AI models leave behind experts in analysing bio lab results, strike fear of misuse
- Voltaire Staff
- Apr 23
- 2 min read

Several AI models outperformed trained virologists in a rigorous new benchmark designed to evaluate practical lab expertise, according to a study.
The results have, however, prompted concern among biosecurity experts about how such capabilities might be misused.
The Virology Capabilities Test (VCT), developed by SecureBio and other researchers, assesses the ability to troubleshoot complex virology laboratory protocols — a skill that has historically required years of hands-on scientific training.

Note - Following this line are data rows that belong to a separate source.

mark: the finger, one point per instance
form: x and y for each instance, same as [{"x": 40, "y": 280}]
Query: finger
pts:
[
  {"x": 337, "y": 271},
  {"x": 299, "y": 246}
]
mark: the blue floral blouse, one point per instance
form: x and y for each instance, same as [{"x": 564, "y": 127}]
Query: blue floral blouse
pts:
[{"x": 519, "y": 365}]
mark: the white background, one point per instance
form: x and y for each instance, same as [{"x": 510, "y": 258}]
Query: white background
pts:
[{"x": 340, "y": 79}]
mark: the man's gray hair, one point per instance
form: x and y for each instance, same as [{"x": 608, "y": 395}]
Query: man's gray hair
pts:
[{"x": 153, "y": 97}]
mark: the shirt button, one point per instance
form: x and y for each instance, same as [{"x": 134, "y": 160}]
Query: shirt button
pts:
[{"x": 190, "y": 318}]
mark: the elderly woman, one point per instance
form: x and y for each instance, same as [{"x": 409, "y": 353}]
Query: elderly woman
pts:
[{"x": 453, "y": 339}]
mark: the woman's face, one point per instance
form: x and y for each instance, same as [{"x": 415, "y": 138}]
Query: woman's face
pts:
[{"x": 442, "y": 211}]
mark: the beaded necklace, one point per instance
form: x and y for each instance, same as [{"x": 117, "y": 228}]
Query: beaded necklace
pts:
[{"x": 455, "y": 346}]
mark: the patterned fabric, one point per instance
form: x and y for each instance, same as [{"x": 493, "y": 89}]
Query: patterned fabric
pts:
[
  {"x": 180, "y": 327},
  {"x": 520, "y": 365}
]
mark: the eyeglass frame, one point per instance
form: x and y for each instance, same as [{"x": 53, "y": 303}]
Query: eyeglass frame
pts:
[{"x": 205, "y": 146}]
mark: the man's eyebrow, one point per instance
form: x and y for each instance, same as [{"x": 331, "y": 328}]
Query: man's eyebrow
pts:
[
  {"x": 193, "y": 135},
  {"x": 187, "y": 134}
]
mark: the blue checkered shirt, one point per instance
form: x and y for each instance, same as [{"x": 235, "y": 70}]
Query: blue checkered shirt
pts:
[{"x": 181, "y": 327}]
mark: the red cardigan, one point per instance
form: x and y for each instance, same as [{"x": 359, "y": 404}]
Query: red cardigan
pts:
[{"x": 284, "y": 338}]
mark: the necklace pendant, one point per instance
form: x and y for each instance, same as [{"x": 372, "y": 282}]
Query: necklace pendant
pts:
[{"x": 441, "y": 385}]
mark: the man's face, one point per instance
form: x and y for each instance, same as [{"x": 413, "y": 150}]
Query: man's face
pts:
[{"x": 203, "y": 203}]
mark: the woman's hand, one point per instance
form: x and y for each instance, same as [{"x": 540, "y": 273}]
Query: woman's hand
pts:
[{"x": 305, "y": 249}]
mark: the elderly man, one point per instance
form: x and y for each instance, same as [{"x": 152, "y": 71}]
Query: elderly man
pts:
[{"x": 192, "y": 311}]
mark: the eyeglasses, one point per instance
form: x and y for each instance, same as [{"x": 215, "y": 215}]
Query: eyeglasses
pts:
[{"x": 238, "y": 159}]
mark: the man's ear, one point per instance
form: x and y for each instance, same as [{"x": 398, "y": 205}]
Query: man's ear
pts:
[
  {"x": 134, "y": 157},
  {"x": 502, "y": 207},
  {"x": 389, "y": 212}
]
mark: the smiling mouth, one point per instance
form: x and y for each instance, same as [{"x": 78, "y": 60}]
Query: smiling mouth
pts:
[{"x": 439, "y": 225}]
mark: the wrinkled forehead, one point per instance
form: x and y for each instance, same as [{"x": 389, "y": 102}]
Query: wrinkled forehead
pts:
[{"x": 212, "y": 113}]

Despite the difficulty of the test, in which expert virologists with access to the internet scored an average of only 22.1 per cent on questions within their own areas of specialisation, leading AI models achieved significantly higher marks.

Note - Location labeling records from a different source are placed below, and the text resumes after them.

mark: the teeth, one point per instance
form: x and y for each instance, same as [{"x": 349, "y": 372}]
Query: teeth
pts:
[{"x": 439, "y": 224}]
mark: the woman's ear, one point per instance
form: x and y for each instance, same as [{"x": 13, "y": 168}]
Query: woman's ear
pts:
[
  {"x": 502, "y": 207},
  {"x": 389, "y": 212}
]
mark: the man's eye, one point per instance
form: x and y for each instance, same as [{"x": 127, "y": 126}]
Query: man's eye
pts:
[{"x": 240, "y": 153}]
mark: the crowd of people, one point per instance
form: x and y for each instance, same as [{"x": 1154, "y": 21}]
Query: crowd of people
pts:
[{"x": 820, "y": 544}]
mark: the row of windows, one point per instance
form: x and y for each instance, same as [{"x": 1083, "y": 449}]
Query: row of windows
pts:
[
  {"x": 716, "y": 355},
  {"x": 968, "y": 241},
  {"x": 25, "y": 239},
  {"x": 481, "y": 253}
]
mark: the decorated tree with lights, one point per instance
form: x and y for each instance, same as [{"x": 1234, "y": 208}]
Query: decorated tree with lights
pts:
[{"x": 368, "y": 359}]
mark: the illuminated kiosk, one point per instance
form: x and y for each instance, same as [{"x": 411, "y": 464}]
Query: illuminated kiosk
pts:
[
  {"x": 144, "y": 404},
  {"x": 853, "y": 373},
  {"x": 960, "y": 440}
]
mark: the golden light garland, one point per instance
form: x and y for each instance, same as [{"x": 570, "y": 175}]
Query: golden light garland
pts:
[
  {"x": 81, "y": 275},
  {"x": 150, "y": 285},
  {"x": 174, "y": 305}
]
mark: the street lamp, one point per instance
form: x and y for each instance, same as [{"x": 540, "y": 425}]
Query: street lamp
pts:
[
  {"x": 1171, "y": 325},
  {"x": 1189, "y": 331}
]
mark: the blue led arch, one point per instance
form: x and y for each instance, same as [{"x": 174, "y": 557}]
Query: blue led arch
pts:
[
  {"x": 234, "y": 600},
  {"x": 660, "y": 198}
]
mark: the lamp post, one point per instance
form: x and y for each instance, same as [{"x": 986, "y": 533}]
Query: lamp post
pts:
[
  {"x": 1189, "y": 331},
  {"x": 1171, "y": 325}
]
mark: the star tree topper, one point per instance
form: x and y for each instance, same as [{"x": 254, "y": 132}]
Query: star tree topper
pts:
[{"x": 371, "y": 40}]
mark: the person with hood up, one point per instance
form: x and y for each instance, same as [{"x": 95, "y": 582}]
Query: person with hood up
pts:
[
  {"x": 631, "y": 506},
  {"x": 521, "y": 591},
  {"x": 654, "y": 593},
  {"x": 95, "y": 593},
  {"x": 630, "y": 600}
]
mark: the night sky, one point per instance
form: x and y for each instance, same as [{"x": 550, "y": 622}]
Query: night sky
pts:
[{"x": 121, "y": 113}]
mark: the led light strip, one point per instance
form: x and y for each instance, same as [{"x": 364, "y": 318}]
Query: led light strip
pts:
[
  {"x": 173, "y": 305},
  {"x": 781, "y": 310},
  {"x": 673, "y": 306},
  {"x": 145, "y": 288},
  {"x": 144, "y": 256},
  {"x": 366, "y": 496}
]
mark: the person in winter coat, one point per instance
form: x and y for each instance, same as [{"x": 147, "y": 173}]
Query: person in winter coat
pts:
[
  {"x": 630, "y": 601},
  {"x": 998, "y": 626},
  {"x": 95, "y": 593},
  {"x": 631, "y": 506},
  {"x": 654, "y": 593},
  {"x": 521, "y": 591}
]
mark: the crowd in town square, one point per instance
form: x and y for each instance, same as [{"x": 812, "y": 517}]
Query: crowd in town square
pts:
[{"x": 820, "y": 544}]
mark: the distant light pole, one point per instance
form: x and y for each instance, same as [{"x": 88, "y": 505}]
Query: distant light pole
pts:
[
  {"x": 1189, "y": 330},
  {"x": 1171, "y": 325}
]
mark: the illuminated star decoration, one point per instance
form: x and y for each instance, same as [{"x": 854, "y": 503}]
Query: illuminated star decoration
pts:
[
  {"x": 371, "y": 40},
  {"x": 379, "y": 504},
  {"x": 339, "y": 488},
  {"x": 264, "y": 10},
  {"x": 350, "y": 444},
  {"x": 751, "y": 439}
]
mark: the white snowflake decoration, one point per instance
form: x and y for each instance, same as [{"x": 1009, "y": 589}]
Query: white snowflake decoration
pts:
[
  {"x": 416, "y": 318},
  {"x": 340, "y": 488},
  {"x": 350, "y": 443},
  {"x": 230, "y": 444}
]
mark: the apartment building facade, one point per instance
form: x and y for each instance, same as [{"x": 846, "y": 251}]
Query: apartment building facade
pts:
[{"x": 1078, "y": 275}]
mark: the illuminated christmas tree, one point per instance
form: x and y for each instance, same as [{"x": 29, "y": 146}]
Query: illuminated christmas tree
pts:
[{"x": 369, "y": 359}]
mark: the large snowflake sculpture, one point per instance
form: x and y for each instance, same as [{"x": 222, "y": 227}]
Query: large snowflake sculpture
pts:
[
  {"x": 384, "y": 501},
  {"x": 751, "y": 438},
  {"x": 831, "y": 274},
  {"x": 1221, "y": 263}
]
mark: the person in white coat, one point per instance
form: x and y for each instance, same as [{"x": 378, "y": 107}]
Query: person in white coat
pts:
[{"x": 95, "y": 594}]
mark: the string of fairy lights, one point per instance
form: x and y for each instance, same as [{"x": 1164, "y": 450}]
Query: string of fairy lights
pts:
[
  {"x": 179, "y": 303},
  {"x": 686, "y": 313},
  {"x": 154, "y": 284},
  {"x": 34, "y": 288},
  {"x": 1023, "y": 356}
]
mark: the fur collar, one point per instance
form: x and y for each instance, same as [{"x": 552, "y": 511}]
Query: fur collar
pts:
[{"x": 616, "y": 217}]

According to the study, the strongest performance came from OpenAI's "o1," which achieved an accuracy of 35.4 per cent, placing it in the 89th percentile relative to the human experts and outperforming all other AI systems when evaluated across the full test. Another model, "o3" reached an even higher raw accuracy score of 43.8 per cent and ranked in the 94th percentile on expert-tailored subsets of the questions.
Google DeepMind’s Gemini 2.5 Pro and Claude 3.7 Sonnet from Anthropic also performed competitively, though none matched o1's general aptitude on the full VCT suite.
The test comprises 322 multimodal questions, integrating both visual and procedural knowledge, and is considered one of the most challenging assessments of practical scientific skill available for machine learning systems.
The implications of these results have triggered fresh concern regarding possible misuse of biological knowledge in the development of weapons or other forms of harm.
Researchers behind the benchmark argue that the capacity of AI models to replicate such expertise should now be treated as a dual-use technology and governed accordingly.
Seth Donoughe, a research scientist at SecureBio and co-author of the study, told TIME that the findings made him "a little nervous."
"Throughout history, there are a fair number of cases where someone attempted to make a bioweapon — and one of the major reasons why they didn't succeed is because they didn't have access to the right level of expertise," he said. "So it seems worthwhile to be cautious about how these capabilities are being distributed."
Major AI developers have begun introducing safeguards aimed at preventing the misuse of biological knowledge.
OpenAI told TIME that it has deployed "new system-level mitigations for biological risks" in its latest models. The measures are believed to include fine-tuned refusal mechanisms trained to block sensitive prompts, monitoring tools to detect unusual usage patterns, and collaborations with external biosecurity experts.
xAI, the company behind the Grok AI model, has also published a risk management framework and pledged to implement virology-specific protections in future iterations of its technology.